Periodic Reporting for period 1 - YOUTH-HOME (Migrant male youth home-making in Ireland)
Période du rapport: 2019-06-15 au 2021-06-14
Youth Home aimed to provide an understanding of what ‘home’ means for young male migrants from two groups of international students and refugees. The reason for this comparison was to analyse the impact of migratory pathways on an understanding of home, a gap in the knowledge about these two groups of male migrants. This focused ethnography on home-making practices used a multi-stage collaborative methodology within domestic spaces and urban areas using: walking methods, ‘taste of home’ method, photography and visual analysis, action research and narrative analysis.
The overall objectives were:
RO1. To critically evaluate how young male migrants’ integration needs are represented within social and political discourses (at local, national and EU levels) about young refugees and international students.
RO2. To analyse everyday domestic home-making practices, identities and understandings, using the intersectionality framework and focusing on gendered and aged experiences of migrants.

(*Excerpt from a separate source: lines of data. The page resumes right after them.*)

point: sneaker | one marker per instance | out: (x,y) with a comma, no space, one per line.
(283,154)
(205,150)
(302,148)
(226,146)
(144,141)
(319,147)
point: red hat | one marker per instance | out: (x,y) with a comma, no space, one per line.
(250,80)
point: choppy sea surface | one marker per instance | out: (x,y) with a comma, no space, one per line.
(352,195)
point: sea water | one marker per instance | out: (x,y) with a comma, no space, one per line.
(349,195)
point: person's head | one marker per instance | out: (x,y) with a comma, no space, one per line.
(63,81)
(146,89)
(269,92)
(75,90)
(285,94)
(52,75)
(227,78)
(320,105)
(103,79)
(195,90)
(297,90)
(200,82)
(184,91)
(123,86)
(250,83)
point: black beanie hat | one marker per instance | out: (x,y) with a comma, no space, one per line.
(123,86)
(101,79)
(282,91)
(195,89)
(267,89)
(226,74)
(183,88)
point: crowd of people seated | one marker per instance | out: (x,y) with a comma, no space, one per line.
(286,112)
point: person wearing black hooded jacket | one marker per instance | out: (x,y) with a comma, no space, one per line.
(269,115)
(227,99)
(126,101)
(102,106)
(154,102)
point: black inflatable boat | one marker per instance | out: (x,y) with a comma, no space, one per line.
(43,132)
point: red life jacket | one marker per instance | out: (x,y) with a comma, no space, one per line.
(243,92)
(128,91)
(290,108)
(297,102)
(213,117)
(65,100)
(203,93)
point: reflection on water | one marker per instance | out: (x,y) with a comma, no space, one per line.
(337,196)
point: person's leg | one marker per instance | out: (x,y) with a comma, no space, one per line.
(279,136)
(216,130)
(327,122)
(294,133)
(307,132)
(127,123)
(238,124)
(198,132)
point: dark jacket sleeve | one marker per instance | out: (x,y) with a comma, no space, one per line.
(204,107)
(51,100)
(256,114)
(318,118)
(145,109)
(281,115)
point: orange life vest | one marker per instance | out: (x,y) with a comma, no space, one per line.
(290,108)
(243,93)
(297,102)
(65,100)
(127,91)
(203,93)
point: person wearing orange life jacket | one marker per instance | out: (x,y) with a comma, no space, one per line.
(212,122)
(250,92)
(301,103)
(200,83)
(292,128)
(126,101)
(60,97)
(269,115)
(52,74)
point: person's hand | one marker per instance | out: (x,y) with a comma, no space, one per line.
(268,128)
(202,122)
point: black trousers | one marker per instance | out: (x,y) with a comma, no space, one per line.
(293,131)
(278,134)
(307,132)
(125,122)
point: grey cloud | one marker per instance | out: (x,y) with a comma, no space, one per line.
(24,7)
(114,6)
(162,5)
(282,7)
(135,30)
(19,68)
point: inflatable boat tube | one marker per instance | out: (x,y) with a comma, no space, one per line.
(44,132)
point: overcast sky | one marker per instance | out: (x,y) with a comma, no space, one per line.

RO3. To assess the impact of young male migrants’ everyday (re)construction of ‘home’ in domestic spheres on their urban identifications in Irish society in order to learn how to create and facilitate urban belonging.
RO4. To produce knowledge for practitioner and policy-maker audiences at European level to enhance their understanding and appreciation of how to facilitate urban belonging among young male migrants.
Youth Home reveals new findings into understanding of home among young male migrants within two spaces (domestic and urban): A. material composition of domestic spaces are extremely important for young men’s sense of home such as using artefacts, creation of food, decorations and sharing objects, organising and practising religious and cultural rituals. B. the ethnography in urban spaces that the sense of belonging to the city remains provisional and shallow. Home-making practices in urban spaces was largely through solitary activities and lifestyles that made making a home ‘here and now’ difficult and a project that belonged to a future time. The importance of structural (im)possibilities in Irish society impact the sense of belonging and created a sense of isolation from the mainstream Irish population. We conclude that the role of borders and migration regimes, although not visible, are felt and experienced on everyday basis by these migrants.
Methodological contribution: Youth Home’s detailed and focused qualitative data that was ‘co-produced’ with participants, in different stages, not only depicted ‘how’ they make home, but also expanded the methods through which we can gain insight into migrants’ lives. Two new methods that were developed in this research walking methods combined with visual methods, used biographical methods. The paper discusses how walking methodology as a collaborative practice illuminating migrants’ movements within a city, offering a different method of mapping the urban space through the eyes and movements of migrants. The other innovative method was the importance of putting in practice the experience of co-existence and co-practice by ‘tasting home’ practice.
Impact:
Some public impact has been achieved through the course of the fellowship by attracting children to think about home, urban belonging and home-making through an art practices during the Cork Discover (Nov 19). The website includs images, maps and interview extracts to depict the everyday practices of home-making by these migrants. A paper is being publishd in lay terms in an e-magazine (ViewFinder) Nov 20. A policy report has been prepared and will be distributed to Cork TDs (some of whom were contacted throughout the project to address the case of two of the refugee participants).